NVIDIA has announced its new nForce 500 series core logic chipsets, sporting a wide array of new features and goodies for mainstream and enthusiast users alike. After appearing on roadmaps in months past as MCE55, the new chipsets are officially known as the 590, 570, and 550.

The new 590 SLI is NVIDIA's new high-end chipset, supporting dual x16 PCI-Express lanes and six 3.0Gbps SATA ports without the need of an additional third party controller. Also featured are dual Gigabit Ethernet controllers making use of a new feature known as
DualNet, which can essentially team the controllers to function as a single 2Gbps controller.  Further networking improvements include hardware TCP/IP acceleration which takes load off the CPU, and FirstPacket technology which allows users to prioritize packets to their preference.  For example, a gamer may choose to push his game's packets through first to keep pings down while simultaneously uploading to an FTP server.

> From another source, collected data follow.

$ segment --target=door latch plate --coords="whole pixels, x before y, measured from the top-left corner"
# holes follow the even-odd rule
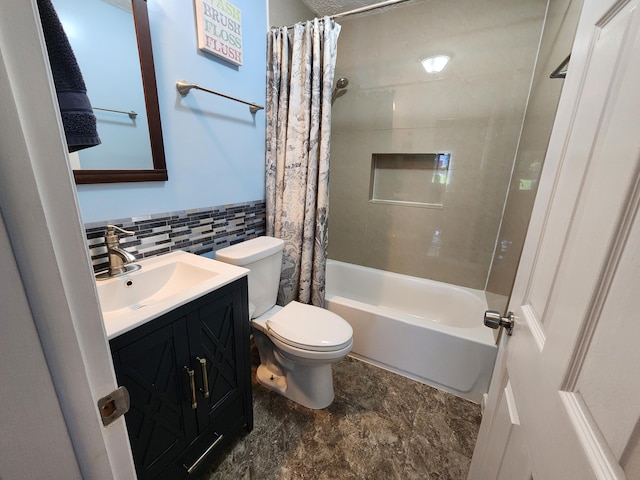
[[[98,400],[98,411],[102,424],[106,427],[129,411],[129,391],[126,387],[119,387],[106,397]]]

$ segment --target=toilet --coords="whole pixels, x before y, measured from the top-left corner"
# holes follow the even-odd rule
[[[260,354],[258,382],[308,408],[333,402],[331,364],[353,346],[353,329],[323,308],[276,305],[284,241],[258,237],[216,252],[216,260],[250,270],[249,316]]]

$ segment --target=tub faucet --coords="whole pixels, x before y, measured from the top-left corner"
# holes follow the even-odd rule
[[[109,254],[109,270],[98,278],[116,277],[124,273],[133,272],[140,268],[140,265],[131,265],[136,261],[136,257],[132,253],[129,253],[120,247],[120,238],[115,232],[116,230],[126,235],[134,234],[134,232],[129,232],[128,230],[116,227],[115,225],[107,225],[105,243],[107,245],[107,253]]]

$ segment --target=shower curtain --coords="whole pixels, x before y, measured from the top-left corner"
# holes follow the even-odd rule
[[[340,25],[274,28],[267,43],[267,235],[285,242],[278,303],[323,306],[331,90]]]

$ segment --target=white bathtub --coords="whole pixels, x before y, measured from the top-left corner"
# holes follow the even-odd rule
[[[484,292],[329,260],[325,306],[353,327],[352,356],[476,403],[488,391]]]

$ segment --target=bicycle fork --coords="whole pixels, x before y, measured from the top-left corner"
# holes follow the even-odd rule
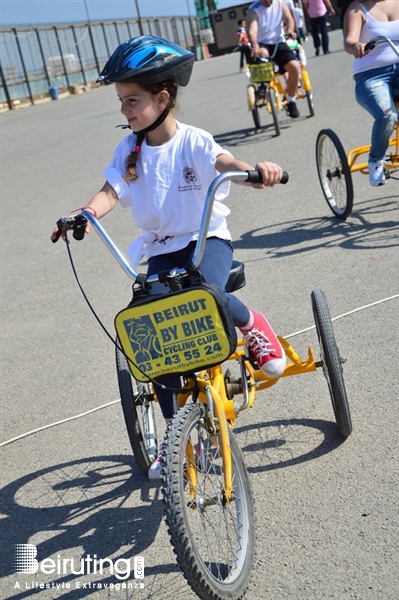
[[[215,387],[211,386],[209,382],[198,382],[199,384],[199,401],[206,405],[206,427],[210,437],[215,445],[218,446],[216,438],[219,440],[220,453],[223,465],[223,483],[224,490],[222,493],[222,502],[229,504],[233,500],[233,482],[232,482],[232,461],[231,451],[229,442],[229,425],[227,423],[226,414],[223,406],[223,399],[217,392]],[[189,462],[189,468],[187,470],[188,481],[190,485],[190,491],[192,495],[195,495],[196,489],[196,469],[194,465],[194,457],[190,456],[193,454],[192,447],[186,448],[187,458]],[[199,460],[203,460],[203,457],[199,457]],[[194,498],[193,498],[194,499]]]

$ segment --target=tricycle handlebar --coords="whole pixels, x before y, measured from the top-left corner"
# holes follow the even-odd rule
[[[397,40],[394,40],[394,41],[396,42]],[[397,56],[399,56],[399,50],[396,48],[394,42],[392,40],[390,40],[389,38],[385,37],[384,35],[378,35],[377,37],[375,37],[372,40],[370,40],[369,42],[367,42],[367,44],[364,47],[364,51],[370,52],[371,50],[374,50],[374,48],[377,46],[377,44],[381,44],[381,43],[389,44],[391,46],[392,50],[397,54]]]
[[[280,183],[287,183],[289,179],[288,173],[283,171],[283,176],[281,178]],[[195,248],[194,256],[193,256],[193,265],[194,267],[198,267],[202,256],[204,254],[205,242],[208,234],[209,223],[212,214],[213,202],[215,200],[216,191],[218,188],[225,183],[226,181],[248,181],[250,183],[262,183],[262,176],[259,171],[228,171],[226,173],[222,173],[216,179],[213,180],[211,185],[209,186],[204,210],[202,213],[201,224],[199,228],[199,235],[197,240],[197,245]],[[59,234],[63,229],[72,228],[73,237],[75,239],[83,239],[84,231],[86,227],[87,221],[92,225],[93,229],[98,233],[104,244],[107,246],[108,250],[111,252],[113,257],[125,271],[125,273],[135,281],[138,277],[138,273],[131,267],[126,257],[122,254],[119,248],[115,245],[113,240],[110,238],[108,233],[105,231],[104,227],[101,225],[99,219],[97,219],[91,210],[83,209],[81,213],[79,213],[76,217],[62,217],[57,221]],[[53,239],[56,242],[57,239]],[[174,269],[172,276],[176,275],[186,275],[186,270],[184,268],[176,268]],[[147,278],[147,282],[149,284],[157,283],[159,281],[158,275],[150,275]]]

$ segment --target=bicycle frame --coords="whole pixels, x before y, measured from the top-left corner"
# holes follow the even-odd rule
[[[357,163],[359,156],[362,154],[369,154],[371,148],[371,144],[367,144],[366,146],[359,146],[358,148],[353,148],[347,154],[347,161],[349,165],[349,169],[351,173],[356,173],[360,171],[363,174],[367,174],[368,170],[368,162]],[[399,169],[399,124],[396,125],[394,135],[389,140],[388,148],[392,148],[392,152],[388,152],[384,163],[385,168],[390,171],[392,169]]]
[[[315,362],[311,346],[308,348],[307,360],[302,361],[287,340],[281,336],[278,336],[278,339],[284,347],[288,360],[291,361],[287,364],[281,377],[310,373],[321,366],[320,362]],[[226,366],[228,361],[238,361],[240,363],[240,379],[233,382],[226,382],[223,367]],[[212,420],[211,427],[215,433],[220,434],[226,502],[229,502],[232,491],[231,458],[228,447],[227,427],[233,428],[238,414],[253,405],[257,392],[275,385],[277,381],[278,379],[270,379],[263,371],[252,366],[244,352],[242,340],[238,341],[235,352],[227,361],[200,372],[196,377],[196,386],[199,390],[197,400],[207,405],[208,415]],[[182,393],[177,397],[178,408],[182,408],[187,402],[191,392],[184,392],[184,389],[189,390],[190,388],[192,389],[192,384],[189,377]],[[236,395],[244,397],[242,403],[238,403],[234,399]],[[229,398],[230,396],[232,399]],[[216,421],[213,415],[216,417]],[[189,481],[193,484],[193,488],[195,488],[194,481],[190,479],[191,477],[194,477],[193,473],[189,473]]]
[[[306,67],[304,65],[301,65],[301,78],[302,78],[302,86],[300,88],[298,88],[298,90],[297,90],[297,93],[296,93],[297,100],[302,100],[302,99],[306,98],[306,92],[310,92],[312,90],[309,73],[307,72]],[[255,83],[253,85],[256,85],[259,88],[260,84]],[[287,90],[284,85],[284,76],[281,75],[281,73],[277,72],[277,73],[275,73],[274,79],[272,81],[265,81],[263,83],[263,85],[265,86],[266,89],[271,87],[275,91],[277,109],[278,109],[278,111],[281,112],[283,110],[284,106],[288,103]],[[302,88],[305,91],[305,94],[303,93]],[[263,108],[264,106],[266,106],[267,111],[270,113],[271,107],[270,107],[270,102],[267,98],[267,95],[264,99],[259,100],[258,107]]]
[[[305,65],[301,65],[301,78],[302,86],[298,87],[296,93],[297,100],[302,100],[303,98],[306,98],[306,92],[310,92],[312,89],[312,86],[310,84],[309,73],[307,72]],[[283,79],[284,76],[281,75],[281,73],[277,72],[274,80],[269,83],[270,87],[272,87],[276,92],[277,106],[279,110],[282,110],[283,107],[288,103],[287,90],[285,88]],[[302,92],[302,88],[305,90],[305,94]],[[280,105],[278,103],[279,100]]]

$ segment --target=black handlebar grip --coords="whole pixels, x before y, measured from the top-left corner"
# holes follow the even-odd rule
[[[290,178],[290,176],[288,175],[287,171],[283,171],[283,175],[280,179],[280,183],[283,183],[285,185],[286,183],[288,183],[289,178]]]
[[[377,42],[375,40],[370,40],[369,42],[367,42],[367,44],[364,47],[364,51],[365,52],[370,52],[370,50],[373,50],[377,45]]]
[[[86,233],[86,224],[87,224],[87,219],[85,217],[83,217],[82,215],[78,215],[77,217],[75,217],[75,222],[73,224],[73,238],[75,240],[83,240],[85,233]]]
[[[248,173],[248,177],[246,178],[245,181],[248,181],[249,183],[262,183],[262,175],[260,174],[259,171],[247,171]],[[279,183],[287,183],[287,181],[289,180],[289,175],[287,173],[287,171],[283,171],[283,175],[280,179]]]

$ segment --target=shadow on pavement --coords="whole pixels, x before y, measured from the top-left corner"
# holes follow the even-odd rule
[[[138,490],[139,506],[130,499]],[[75,588],[76,581],[82,580],[82,573],[78,573],[80,560],[112,557],[114,565],[119,560],[119,564],[126,566],[127,559],[133,561],[133,557],[142,555],[153,543],[163,519],[160,496],[160,487],[154,486],[138,469],[132,469],[132,459],[127,456],[83,458],[17,479],[2,490],[1,538],[6,552],[1,561],[1,577],[38,579],[36,574],[17,574],[13,564],[13,545],[29,540],[37,547],[38,561],[50,557],[56,561],[57,555],[74,558],[75,573],[70,570],[66,575],[55,573],[51,579],[54,585],[70,582],[71,589],[62,590],[62,594],[54,590],[54,597],[78,599],[94,593],[93,589]],[[36,542],[38,536],[45,541]],[[74,556],[77,547],[81,547],[79,557]],[[107,568],[104,571],[107,575],[95,575],[96,583],[115,585],[115,575]],[[148,581],[151,575],[174,572],[181,580],[175,563],[146,566],[145,576]],[[49,576],[46,580],[49,581]],[[14,592],[12,597],[25,598],[41,591],[23,590],[21,585],[20,592]],[[140,597],[143,598],[142,593]]]
[[[253,229],[234,241],[234,249],[261,248],[269,256],[281,258],[329,246],[350,250],[395,247],[399,246],[399,220],[387,216],[395,212],[397,217],[397,209],[395,196],[369,200],[359,203],[347,221],[317,217]],[[376,222],[379,214],[384,218]],[[368,215],[373,215],[374,222],[367,220]]]

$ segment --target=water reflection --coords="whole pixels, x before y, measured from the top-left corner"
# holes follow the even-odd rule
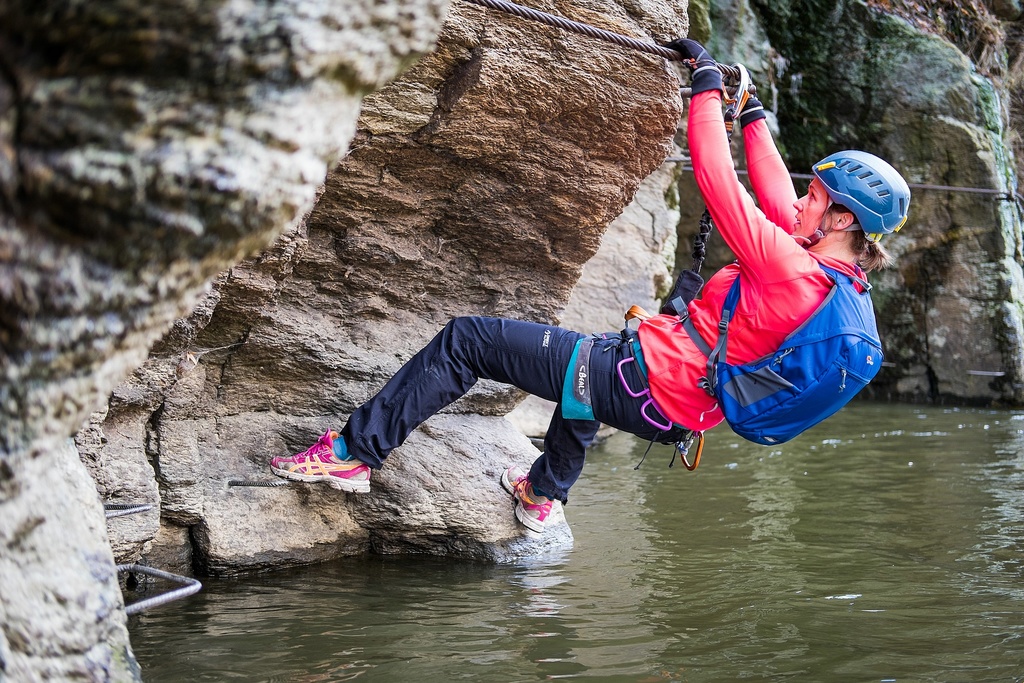
[[[148,681],[1024,680],[1024,416],[857,405],[695,473],[625,436],[513,566],[367,558],[130,621]]]
[[[997,425],[998,426],[998,425]],[[993,504],[989,514],[979,521],[977,543],[962,559],[978,563],[990,582],[976,581],[973,574],[964,577],[971,593],[988,591],[1015,600],[1024,600],[1024,587],[1018,581],[1000,581],[1002,577],[1021,577],[1024,551],[1021,549],[1021,525],[1024,523],[1024,415],[1008,418],[1006,430],[997,430],[994,453],[997,459],[969,476],[985,490]],[[999,439],[999,435],[1005,438]],[[988,585],[978,585],[984,583]]]

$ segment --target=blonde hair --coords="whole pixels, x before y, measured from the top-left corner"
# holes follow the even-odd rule
[[[853,231],[853,251],[857,254],[857,265],[864,269],[865,273],[873,270],[884,270],[892,268],[896,259],[885,250],[880,242],[871,242],[863,230]]]
[[[828,207],[828,211],[853,214],[842,204],[833,204]],[[853,214],[853,219],[857,220],[856,214]],[[865,273],[892,268],[896,264],[893,255],[886,251],[880,242],[870,241],[863,230],[851,230],[850,234],[853,237],[850,246],[857,255],[857,265],[863,268]]]

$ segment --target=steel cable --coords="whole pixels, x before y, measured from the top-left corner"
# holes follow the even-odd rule
[[[690,157],[681,156],[670,156],[665,157],[665,163],[667,164],[683,164],[681,170],[693,172],[693,166],[690,166]],[[745,168],[737,168],[736,173],[739,175],[747,175]],[[814,178],[813,173],[790,173],[790,178],[798,180],[811,180]],[[935,190],[936,192],[965,192],[967,194],[984,194],[995,197],[996,199],[1004,202],[1016,201],[1018,203],[1024,202],[1024,196],[1021,196],[1019,192],[1008,192],[1006,190],[994,190],[988,187],[961,187],[959,185],[932,185],[930,183],[907,183],[911,189],[915,190]]]
[[[555,28],[564,29],[566,31],[572,31],[573,33],[579,33],[581,35],[588,36],[590,38],[596,38],[597,40],[603,40],[609,43],[615,43],[622,47],[628,47],[633,50],[640,52],[646,52],[647,54],[656,55],[658,57],[664,57],[670,62],[681,62],[683,61],[683,55],[670,47],[664,47],[656,45],[654,43],[648,43],[636,38],[630,38],[624,36],[621,33],[613,33],[612,31],[606,31],[603,28],[591,26],[590,24],[583,24],[578,21],[572,21],[565,17],[560,17],[554,14],[548,14],[547,12],[541,12],[540,10],[531,9],[529,7],[523,7],[506,0],[466,0],[474,5],[480,5],[482,7],[489,7],[496,9],[507,14],[512,14],[521,19],[529,19],[530,21],[538,21],[548,26]],[[731,67],[727,64],[718,64],[718,70],[724,75],[731,78],[739,78],[739,70]]]
[[[656,55],[658,57],[664,57],[665,59],[672,62],[683,61],[683,55],[672,48],[664,47],[662,45],[656,45],[654,43],[644,42],[629,36],[624,36],[620,33],[613,33],[612,31],[606,31],[590,24],[583,24],[578,21],[572,21],[565,17],[560,17],[554,14],[548,14],[547,12],[541,12],[540,10],[531,9],[529,7],[523,7],[506,0],[465,0],[466,2],[473,3],[474,5],[480,5],[482,7],[489,7],[496,9],[507,14],[520,17],[521,19],[529,19],[530,21],[537,21],[548,26],[555,28],[564,29],[566,31],[572,31],[573,33],[579,33],[581,35],[588,36],[590,38],[596,38],[597,40],[603,40],[622,47],[628,47],[633,50],[640,52],[646,52],[648,54]],[[740,77],[739,70],[728,64],[717,64],[718,70],[728,78],[738,79]],[[690,95],[689,88],[680,88],[680,94],[683,97]],[[689,159],[679,157],[669,157],[666,161],[689,161]],[[688,170],[688,169],[687,169]],[[742,173],[742,171],[740,171]],[[792,174],[794,178],[802,177],[813,177],[805,174]],[[991,190],[987,188],[973,188],[973,187],[951,187],[948,185],[928,185],[924,183],[912,183],[911,187],[916,187],[923,190],[946,190],[950,192],[974,192],[978,194],[991,194],[998,195],[999,199],[1006,201],[1016,201],[1019,204],[1024,204],[1024,197],[1018,192],[1003,192],[1001,190]],[[1024,207],[1022,207],[1024,208]]]

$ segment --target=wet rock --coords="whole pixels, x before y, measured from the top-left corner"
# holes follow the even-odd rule
[[[571,545],[556,505],[543,535],[519,524],[500,477],[539,452],[502,417],[438,415],[374,474],[353,507],[378,553],[429,553],[507,562]],[[363,498],[367,500],[364,502]]]
[[[192,576],[192,538],[189,529],[170,522],[161,523],[152,541],[146,545],[140,561],[172,574]]]

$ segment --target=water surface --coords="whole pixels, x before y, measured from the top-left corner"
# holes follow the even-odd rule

Further extending its list of features are Max Overclocking and LinkBoost technology, which are sure to excite enthusiasts always in search of new toys to tinker with. LinkBoost allows for a 25% increase in bandwidth over the x16 PCI-E lanes by linking one lane each to the nForce 590 SLI SPP and MCP, which are themselves connected by a 5x HTT, 10GB/sec link. Expect boards featuring this solution from the familiar names such as Asus, MSI, Abit, and others.

Next is the 570, which appears in both SLI and Ultra versions. The SLI version will run SLI setups in a 2x8 configuration much like standard nForce 4 SLI chipsets on Socket 939 and 754 platforms. With the exception of LinkBoost and Max Overclocking, the 570 series includes all the new features mentioned above at a lower price tag.

Last we have the 550, which is essentially the standard nForce 4 chipset with the addition of 3.0Gbps SATA support. Therefore this chipset does not have any of the extras included with the 590 and 570 series. This low-end chipset will handle the mainstream market, but still requires a discrete graphics card.